Cyclists have special lanes, so why not motorcycles?
It’s not our suggestion, but one of many suggested action plans in a World Health Organisation report about motorcycle safety.
The WHO’s “Powered two- and three-wheeler safety” report is part of the 2010 United Nations Decade of Action for Road Safety and was compiled with the help of the George Institute for Global Health, University of Sydney. Several Australian studies are also cited.
It claims exclusive motorcycle lanes are proven to reduce motorcycle crashes, but only in Middle Eastern and Asian countries such as Malaysia, where motorcycles represent more than 20-30% of the traffic.
However, it should reignite debate about the use of bike lanes for filtering at 30km/h or less and universal use of bus, carpool and high-occupancy lanes.
The report says road traffic crashes kill 1.25 million people each year and powered two- and three-wheelers (PTWs) cause 286,000 deaths or 23%. And that rate is growing rapidly with the riding popularity of PTWs, particularly in developing countries.

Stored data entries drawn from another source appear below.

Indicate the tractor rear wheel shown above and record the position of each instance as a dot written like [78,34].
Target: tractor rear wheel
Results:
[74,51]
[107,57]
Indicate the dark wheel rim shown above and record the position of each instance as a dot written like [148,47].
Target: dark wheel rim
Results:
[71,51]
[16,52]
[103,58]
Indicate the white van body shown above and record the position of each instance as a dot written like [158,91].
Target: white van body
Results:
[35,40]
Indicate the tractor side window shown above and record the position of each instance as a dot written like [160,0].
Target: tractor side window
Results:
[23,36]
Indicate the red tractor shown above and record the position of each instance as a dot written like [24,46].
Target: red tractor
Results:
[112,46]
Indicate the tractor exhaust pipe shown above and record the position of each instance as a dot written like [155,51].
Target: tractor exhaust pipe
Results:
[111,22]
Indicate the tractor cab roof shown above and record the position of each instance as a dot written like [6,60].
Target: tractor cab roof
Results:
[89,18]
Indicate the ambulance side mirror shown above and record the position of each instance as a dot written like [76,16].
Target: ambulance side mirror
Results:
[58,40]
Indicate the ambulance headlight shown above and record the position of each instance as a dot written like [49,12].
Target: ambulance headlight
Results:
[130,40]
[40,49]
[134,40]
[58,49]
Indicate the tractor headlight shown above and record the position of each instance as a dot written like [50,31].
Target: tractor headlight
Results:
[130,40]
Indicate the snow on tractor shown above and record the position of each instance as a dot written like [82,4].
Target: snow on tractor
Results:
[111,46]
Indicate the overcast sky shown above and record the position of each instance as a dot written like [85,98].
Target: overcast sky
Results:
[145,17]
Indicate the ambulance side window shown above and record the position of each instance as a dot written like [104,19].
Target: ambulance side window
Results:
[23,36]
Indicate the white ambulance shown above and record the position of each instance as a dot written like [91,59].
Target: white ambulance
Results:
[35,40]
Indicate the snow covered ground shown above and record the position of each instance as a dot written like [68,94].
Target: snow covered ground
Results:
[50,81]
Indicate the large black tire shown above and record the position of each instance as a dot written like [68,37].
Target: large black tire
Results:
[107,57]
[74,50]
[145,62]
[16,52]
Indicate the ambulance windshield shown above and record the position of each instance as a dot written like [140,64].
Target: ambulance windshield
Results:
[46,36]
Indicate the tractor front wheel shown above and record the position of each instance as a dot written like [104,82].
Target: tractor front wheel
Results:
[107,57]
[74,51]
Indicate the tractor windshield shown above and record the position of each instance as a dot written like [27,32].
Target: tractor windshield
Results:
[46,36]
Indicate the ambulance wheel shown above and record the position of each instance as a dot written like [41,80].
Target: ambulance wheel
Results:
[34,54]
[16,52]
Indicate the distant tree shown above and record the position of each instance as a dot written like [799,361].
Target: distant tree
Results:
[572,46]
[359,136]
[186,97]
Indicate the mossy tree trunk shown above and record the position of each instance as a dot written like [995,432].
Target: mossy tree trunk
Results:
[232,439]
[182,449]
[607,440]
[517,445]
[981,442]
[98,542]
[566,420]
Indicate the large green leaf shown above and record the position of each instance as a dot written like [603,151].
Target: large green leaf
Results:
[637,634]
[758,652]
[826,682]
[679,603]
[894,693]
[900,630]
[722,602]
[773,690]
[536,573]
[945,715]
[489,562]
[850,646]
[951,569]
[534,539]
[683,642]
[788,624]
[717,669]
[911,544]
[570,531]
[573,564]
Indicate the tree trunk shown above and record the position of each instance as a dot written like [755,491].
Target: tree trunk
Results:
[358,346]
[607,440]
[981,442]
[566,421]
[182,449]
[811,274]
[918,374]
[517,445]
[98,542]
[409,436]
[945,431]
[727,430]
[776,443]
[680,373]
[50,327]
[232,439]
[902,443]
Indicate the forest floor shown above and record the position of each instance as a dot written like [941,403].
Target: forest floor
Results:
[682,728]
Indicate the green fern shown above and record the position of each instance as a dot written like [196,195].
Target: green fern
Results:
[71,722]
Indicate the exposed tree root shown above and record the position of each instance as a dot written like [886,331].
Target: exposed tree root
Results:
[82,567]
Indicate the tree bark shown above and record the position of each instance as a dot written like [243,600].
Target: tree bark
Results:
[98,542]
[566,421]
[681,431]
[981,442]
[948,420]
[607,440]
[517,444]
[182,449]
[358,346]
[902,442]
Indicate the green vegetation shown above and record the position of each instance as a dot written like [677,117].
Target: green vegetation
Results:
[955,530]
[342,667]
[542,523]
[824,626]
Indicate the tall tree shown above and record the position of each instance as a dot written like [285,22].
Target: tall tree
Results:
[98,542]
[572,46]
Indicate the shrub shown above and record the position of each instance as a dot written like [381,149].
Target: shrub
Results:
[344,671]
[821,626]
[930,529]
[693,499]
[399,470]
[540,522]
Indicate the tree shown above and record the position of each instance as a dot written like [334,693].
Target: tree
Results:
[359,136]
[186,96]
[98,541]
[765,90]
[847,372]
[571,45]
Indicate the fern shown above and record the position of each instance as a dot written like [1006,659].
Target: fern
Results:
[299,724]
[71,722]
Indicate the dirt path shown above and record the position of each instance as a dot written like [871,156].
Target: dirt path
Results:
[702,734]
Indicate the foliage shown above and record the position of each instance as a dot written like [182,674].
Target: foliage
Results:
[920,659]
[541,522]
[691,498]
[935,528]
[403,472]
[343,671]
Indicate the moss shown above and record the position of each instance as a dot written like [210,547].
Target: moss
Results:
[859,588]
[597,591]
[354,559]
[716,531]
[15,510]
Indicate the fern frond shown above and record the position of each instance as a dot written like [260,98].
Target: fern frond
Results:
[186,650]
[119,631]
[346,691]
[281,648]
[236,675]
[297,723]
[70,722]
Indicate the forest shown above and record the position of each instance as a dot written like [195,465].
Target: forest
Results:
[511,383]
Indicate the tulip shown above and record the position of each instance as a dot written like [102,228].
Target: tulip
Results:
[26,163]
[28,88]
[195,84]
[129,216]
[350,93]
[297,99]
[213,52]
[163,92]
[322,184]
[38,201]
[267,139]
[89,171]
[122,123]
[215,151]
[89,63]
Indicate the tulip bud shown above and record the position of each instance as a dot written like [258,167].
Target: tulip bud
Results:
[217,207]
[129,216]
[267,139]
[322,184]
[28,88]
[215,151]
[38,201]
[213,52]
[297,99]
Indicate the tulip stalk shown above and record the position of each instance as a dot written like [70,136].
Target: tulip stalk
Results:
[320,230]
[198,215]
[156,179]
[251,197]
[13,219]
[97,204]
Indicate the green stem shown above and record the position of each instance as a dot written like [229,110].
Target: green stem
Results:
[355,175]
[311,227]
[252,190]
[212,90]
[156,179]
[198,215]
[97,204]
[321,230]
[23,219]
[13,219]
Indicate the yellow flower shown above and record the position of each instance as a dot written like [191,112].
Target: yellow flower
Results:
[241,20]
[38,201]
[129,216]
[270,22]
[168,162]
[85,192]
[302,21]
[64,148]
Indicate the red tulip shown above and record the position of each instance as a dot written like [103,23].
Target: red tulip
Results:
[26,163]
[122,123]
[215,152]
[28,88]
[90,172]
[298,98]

Apart from identifying the problem, it also identifies the key risks and sets out an action plans, such as exclusive lanes, for governments, police engineers, planners and health authorities.
Key risks
The key risk factors are non-use of helmets; speed; alcohol; mixed traffic conditions; lack of protection from the vehicle during a crash; and lack of safe infrastructure such as poor road surfaces and roadside hazards.
In other words, nothing that hasn’t been identified before.
Action plan
However, the report says any action plan should be guided by evidence, not knee-jerk politics, or anecdotal claims, as often seems to be the case.
They have divided their action plan into proven measures, promising ideas and safety suggestions which are not supported by sufficient evidence.
Thankfully, Australia, Europe and the Americas have largely implemented the proven measures for riders.
However, we would like to see more attention on road infrastructure such as the possibility of exclusive or protected lanes and removing roadside hazards.
Post crash response: On-site helmet/collar brace removal.
Insufficient evidence
Safer roads: new roadside barriers.
Safer vehicles: stability controls, airbags, intelligent transport systems and brake lights.
Safer riders: thermal resistant shields, are restrictions on pillions and riders, ban on multiple pillions, mechanics inspections, minimum pillion height, and smaller engine for learners.
Voluminous tome
The 108-page report has plenty of examples of proven solutions and promising suggestions which we will bring to you over the next few weeks as we digest the ample tome.
While it’s good news that motorcycle safety has come to the UN’s attention, our concern is that governments and authorities will cherry-pick from the report.
We could easily see them using the report to ramp up and vindicate speed detection which is income-generating for them while ignoring other promising solutions that cost them money.
There is also concern that reflective and protective clothing are considered “promising measures”. How quickly will the safety Nazis go from “promising” to mandatory?